At daylight Sunday morning we were ordered to advance with the balance of your brigade, the Sixth Mississippi, Colonel Thornton, on my right, and the Twenty-fourth Tennessee, Lieutenant-Colonel Peebles, on my left. We advanced some 3 miles, when our pickets commenced a sharp and lively skirmish. We continued to advance and drove them before us to within 500 yards of the Federal encampment. They opened a terrific fire upon our columns. A deep ravine, full of green briers and grape-vines, separated us from Colonel Thornton's regiment. My right was exposed to a severe flank fire from a battery and from musketry and other small-arms. We were at the foot of a long hill, upon which the enemy were hidden.

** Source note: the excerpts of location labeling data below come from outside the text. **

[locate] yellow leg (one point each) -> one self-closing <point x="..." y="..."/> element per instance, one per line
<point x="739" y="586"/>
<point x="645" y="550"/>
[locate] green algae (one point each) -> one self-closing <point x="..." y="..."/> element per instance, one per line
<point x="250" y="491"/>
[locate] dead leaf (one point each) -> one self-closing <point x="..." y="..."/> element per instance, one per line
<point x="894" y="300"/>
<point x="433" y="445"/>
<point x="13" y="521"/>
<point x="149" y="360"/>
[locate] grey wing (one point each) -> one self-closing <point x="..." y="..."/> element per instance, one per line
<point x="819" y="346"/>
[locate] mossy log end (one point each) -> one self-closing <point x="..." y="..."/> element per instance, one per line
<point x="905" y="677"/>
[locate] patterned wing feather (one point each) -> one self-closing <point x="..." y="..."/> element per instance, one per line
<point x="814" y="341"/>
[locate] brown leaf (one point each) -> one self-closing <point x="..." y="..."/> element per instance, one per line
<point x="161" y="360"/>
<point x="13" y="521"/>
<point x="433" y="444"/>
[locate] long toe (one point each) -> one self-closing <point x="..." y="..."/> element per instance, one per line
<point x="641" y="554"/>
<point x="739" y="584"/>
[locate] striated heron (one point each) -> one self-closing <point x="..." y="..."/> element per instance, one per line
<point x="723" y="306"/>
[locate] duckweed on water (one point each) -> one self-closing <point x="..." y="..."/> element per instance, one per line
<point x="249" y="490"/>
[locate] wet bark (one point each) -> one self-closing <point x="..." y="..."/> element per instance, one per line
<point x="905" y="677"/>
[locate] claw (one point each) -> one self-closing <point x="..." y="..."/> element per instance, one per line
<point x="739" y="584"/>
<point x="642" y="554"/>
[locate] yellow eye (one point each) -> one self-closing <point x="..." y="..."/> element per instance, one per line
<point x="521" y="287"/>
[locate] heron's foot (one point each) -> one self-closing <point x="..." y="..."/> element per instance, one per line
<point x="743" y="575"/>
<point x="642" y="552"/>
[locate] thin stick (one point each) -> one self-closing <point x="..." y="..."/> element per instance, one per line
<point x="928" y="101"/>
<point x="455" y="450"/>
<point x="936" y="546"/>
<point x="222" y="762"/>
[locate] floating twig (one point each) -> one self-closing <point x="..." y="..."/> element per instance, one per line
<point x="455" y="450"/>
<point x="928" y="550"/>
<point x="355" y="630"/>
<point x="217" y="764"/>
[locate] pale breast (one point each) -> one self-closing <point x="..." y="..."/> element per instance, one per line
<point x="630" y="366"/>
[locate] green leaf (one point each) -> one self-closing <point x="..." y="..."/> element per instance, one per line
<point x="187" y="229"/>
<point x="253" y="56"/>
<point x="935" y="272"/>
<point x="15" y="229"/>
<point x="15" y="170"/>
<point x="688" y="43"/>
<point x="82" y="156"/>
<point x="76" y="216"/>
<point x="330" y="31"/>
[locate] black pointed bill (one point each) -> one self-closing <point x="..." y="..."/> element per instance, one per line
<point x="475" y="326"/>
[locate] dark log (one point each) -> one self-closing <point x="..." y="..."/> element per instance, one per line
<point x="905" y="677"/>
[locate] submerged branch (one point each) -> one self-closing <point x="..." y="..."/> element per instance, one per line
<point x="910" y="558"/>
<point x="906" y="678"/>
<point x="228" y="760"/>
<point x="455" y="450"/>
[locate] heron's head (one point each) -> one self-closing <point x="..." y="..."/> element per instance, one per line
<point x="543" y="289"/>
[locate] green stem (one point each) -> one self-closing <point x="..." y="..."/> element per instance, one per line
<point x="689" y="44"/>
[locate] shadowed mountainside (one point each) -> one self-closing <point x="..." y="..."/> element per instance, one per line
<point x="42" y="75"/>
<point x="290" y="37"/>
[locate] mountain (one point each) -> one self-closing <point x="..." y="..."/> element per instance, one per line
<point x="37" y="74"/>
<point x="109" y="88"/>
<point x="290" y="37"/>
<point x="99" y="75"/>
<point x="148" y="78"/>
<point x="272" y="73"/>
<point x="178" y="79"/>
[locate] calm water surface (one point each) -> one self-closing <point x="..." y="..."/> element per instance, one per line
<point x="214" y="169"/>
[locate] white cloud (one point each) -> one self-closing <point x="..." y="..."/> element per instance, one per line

Captain Hanner, Company A, and several others were killed at this place and many wounded.
The Fifteenth Arkansas, Lieutenant-Colonel Patton, was in advance of us and deployed as skirmishers, but was soon called in to sustain the Twenty-fourth Tennessee, on the left, which it performed gallantly and promptly. The firing was constant and continuous for half or three-quarters of an hour, when one of the aides of General Beauregard came to me and said the battery on the right must be charged and silenced at all hazards. I gave the word and my brave boys promptly responded to it. We charged, dispersed the enemy, and silenced the battery. As the enemy retreated my marksmen had better opportunity for trying their skill, and well did they improve it, as was proven by the number of the enemy who there fell. We continued on at double-quick for near a mile, crossing their first encampment, and formed line of battle at the foot of the next hill.
At this time the Twenty-third Tennessee, Lieutenant-Colonel Neill, and the Sixth Mississippi, Colonel Thornton, constituting the right wing of your brigade, getting separated, you had to go to their aid.
I was then directed, as senior colonel, to take command of all the troops on my left by one of General Beauregard's staff, which I did, and formed them in line of battle, to keep back their right wing. Thus, with two Louisiana regiments on the left of your brigade, the Texas Rangers on the extreme left, on Owl Creek, a battery in our rear, the Louisiana cavalry as pickets, and the Fifteenth Arkansas, Lieutenant-Colonel Patton, as skirmishers, we advanced at once, driving the extreme right of the enemy for at least a mile before us. They halted at their third encampment and gave us a stubborn fight. The Fourth Kentucky and a battalion of Alabama troops were here on our right, sheltered under the brow of a hill. They had been giving the enemy a hot fire, but ceased as we came up. My regiment then opened a terrible fire upon the enemy and kept it up alone for a short time, when
*This regiment afterwards known as the Thirty-fifth.